Conservative MP Zac Goldsmith and Channel Four news anchor Jon Snow angrily clashed in a live television interview over allegations the Tory MP broke rules on election spending.
Conservative MP Zac Goldsmith and Channel Four news anchor Jon Snow angrily clashed in a live television interview about allegations the Tory MP broke rules on election spending. There was a firey exchange between the two figures on the 7pm news programme on Channel Four during which the two exchanged heated words. The argument stems from a report by Channel Four News and the Bureau for Investigative Journalism into Zac Goldsmith’s spending during the General Election. The report claimed that the MP broke the rules on spending as he was over the allowed limit – this allegation is denied by Goldsmith.

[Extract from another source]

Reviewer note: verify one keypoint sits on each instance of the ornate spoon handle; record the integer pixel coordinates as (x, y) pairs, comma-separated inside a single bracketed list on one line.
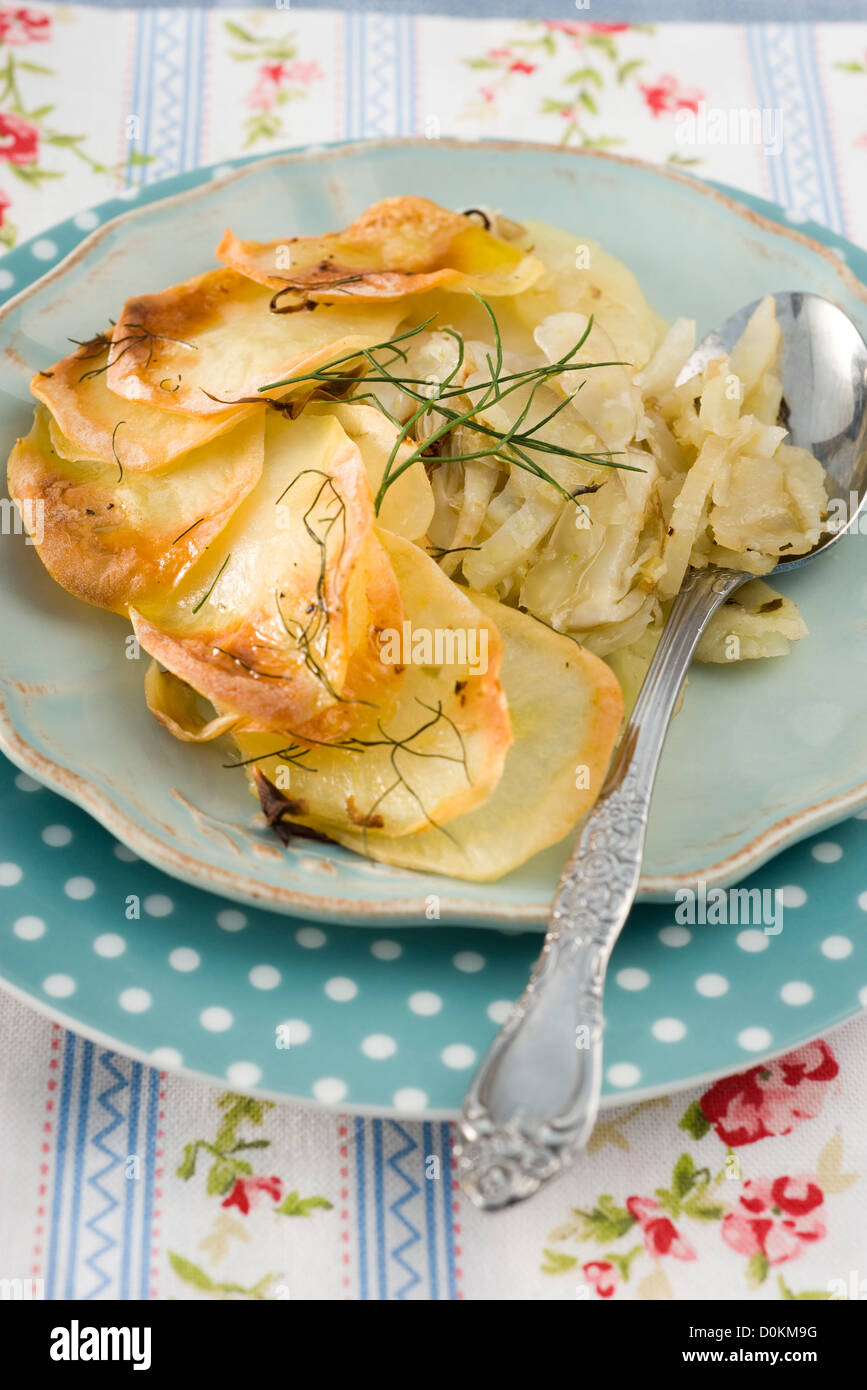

Zac Goldsmith is the Conservative MP for Richmond Park and during his interview on Channel Four news he warned Snow to “Watch it” and accused the anchor of telling viewers “deliberate and outrageous lies”. Snow responded by telling the MP if he had a problem with Channel Four news to take it up with Ofcom, the media regulator. If Goldsmith doesn’t follow that course some viewers may – as Adam Boulton of Sky News knows only too well.
The Sky News correspondent was at the centre of two incidents in which viewers complained to Ofcom. The first was over alleged heckling of Nick Clegg during the Second Leaders Debate – which was hosted on Sky. The second incident took place during the weekend after the election in which it was unclear who would govern the country. Over the weekend the Liberal Democrats met with both Tory and Labour representatives. In a live interview with Alistair Campbell, the former spin Doctor for Labour, Boulton lost his cool after Campbell accused him of wanting Cameron as Prime Minister. Viewers felt the clash between Campbell and Boulton on-air broke impartiality rules. However, despite over a thousand complaints, combined, over the two incidents Ofcom cleared Sky and Boulton.
Goldsmith informed Snow that it was up to the Electoral Commission to decide whether or not to investigate his spending during the election.